A limiting point in efficient delivery of anticancer drugs is their uptake by malignant cells. Uptake of α-TOS is relatively slow because it, most likely, relies on passive diffusion. This follows from experiments, in which acidification of media enhanced uptake by cancer cells of α-TOS, a weak acid, because its free COOH group is protonated to a higher extent at lower pH (22). We decided to explore whether targeting α-TOS to erbB2-overexpressing cells by generating a vitamin E analogue conjugated to a specific peptide provides a method for its efficient delivery to breast cancer cells resistant to conventional therapy. We based our hypothesis on the report by Shadidi and Sioud (23), who identified the heptapeptide LTVSPWY to target erbB2 antisense oligodeoxynucleotides to breast cancer cells, suppressing expression of the c-neu gene. We show here that the peptide α-TOS-LTVSPWY conjugate efficiently kills breast cancer cells with high levels of erbB2. Our data suggest that peptides binding to receptors expressed on cancer cells coupled to inducers of apoptosis may efficiently target cancer cells.

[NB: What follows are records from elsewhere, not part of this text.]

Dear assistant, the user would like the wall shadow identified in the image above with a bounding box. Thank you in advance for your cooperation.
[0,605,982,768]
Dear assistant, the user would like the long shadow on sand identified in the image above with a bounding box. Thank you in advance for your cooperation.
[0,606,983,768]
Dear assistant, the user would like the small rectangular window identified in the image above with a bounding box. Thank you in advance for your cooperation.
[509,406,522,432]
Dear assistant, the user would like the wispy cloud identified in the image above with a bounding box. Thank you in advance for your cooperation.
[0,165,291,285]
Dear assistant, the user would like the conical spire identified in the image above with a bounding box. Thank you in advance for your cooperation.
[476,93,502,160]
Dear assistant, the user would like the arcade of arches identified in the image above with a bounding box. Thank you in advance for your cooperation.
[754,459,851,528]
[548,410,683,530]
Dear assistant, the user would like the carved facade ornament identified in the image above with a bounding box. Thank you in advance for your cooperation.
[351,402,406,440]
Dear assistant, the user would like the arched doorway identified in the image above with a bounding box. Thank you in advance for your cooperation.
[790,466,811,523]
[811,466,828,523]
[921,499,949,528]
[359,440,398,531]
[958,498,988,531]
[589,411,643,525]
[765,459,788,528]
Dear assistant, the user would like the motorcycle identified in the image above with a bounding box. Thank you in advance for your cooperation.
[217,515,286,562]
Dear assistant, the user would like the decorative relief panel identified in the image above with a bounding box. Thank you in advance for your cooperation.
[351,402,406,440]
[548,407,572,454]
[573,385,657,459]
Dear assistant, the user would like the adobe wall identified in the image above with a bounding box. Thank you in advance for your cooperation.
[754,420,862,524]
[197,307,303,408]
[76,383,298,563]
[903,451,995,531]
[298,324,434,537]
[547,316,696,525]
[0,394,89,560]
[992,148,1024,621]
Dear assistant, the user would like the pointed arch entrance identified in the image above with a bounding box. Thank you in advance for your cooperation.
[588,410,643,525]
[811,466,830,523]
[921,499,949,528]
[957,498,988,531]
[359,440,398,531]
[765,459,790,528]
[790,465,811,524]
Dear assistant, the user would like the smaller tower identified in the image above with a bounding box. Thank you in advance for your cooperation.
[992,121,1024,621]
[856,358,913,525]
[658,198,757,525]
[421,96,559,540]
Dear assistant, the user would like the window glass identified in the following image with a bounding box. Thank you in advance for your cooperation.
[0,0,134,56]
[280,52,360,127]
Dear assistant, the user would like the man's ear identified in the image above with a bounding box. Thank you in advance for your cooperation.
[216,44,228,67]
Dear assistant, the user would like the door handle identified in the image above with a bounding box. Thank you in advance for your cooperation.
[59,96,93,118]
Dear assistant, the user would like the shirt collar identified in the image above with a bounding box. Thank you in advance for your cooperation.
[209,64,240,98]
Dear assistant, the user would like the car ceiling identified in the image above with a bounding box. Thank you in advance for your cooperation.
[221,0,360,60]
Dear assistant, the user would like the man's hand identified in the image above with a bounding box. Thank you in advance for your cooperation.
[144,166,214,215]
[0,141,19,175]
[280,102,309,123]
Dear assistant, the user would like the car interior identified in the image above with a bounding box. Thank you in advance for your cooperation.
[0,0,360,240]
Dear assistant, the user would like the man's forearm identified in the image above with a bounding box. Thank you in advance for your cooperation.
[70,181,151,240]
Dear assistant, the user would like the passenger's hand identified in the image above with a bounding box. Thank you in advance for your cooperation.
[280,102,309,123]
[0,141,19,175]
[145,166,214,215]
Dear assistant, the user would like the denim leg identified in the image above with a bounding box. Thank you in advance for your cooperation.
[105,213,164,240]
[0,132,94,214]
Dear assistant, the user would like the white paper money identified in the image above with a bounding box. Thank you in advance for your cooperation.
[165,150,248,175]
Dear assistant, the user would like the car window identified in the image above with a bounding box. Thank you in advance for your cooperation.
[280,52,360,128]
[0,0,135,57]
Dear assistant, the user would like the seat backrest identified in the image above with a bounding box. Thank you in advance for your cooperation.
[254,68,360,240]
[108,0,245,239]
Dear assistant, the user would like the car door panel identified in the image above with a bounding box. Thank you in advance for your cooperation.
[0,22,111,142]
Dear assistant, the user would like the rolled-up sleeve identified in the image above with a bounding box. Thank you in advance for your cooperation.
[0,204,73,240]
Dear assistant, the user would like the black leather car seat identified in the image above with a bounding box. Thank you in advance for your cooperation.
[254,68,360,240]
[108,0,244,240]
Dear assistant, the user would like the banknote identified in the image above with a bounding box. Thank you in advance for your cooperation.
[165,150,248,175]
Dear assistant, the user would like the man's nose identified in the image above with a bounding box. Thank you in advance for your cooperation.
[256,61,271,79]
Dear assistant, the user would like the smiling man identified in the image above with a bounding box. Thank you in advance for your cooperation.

Cell culture. ErbB2-low MCF-7 and erbB2-high MDA-MB-453 cells as well as the MCF-7/HER2-18 cells stably transfected with an erbB2 vector (24, 25) were cultured in DMEM supplemented with 10% FCS and antibiotics. To inhibit lysosomal function, culture medium was supplemented with 20 mmol/L NH4Cl. In some cases, cells were cotreated with 25 μmol/L each of the pan-caspase, caspase-8, or caspase-9 inhibitors Z-VAD-FMK, Z-IETD-FMK, or Z-LEHD-FMK, respectively (Calbiochem, La Jolla, CA).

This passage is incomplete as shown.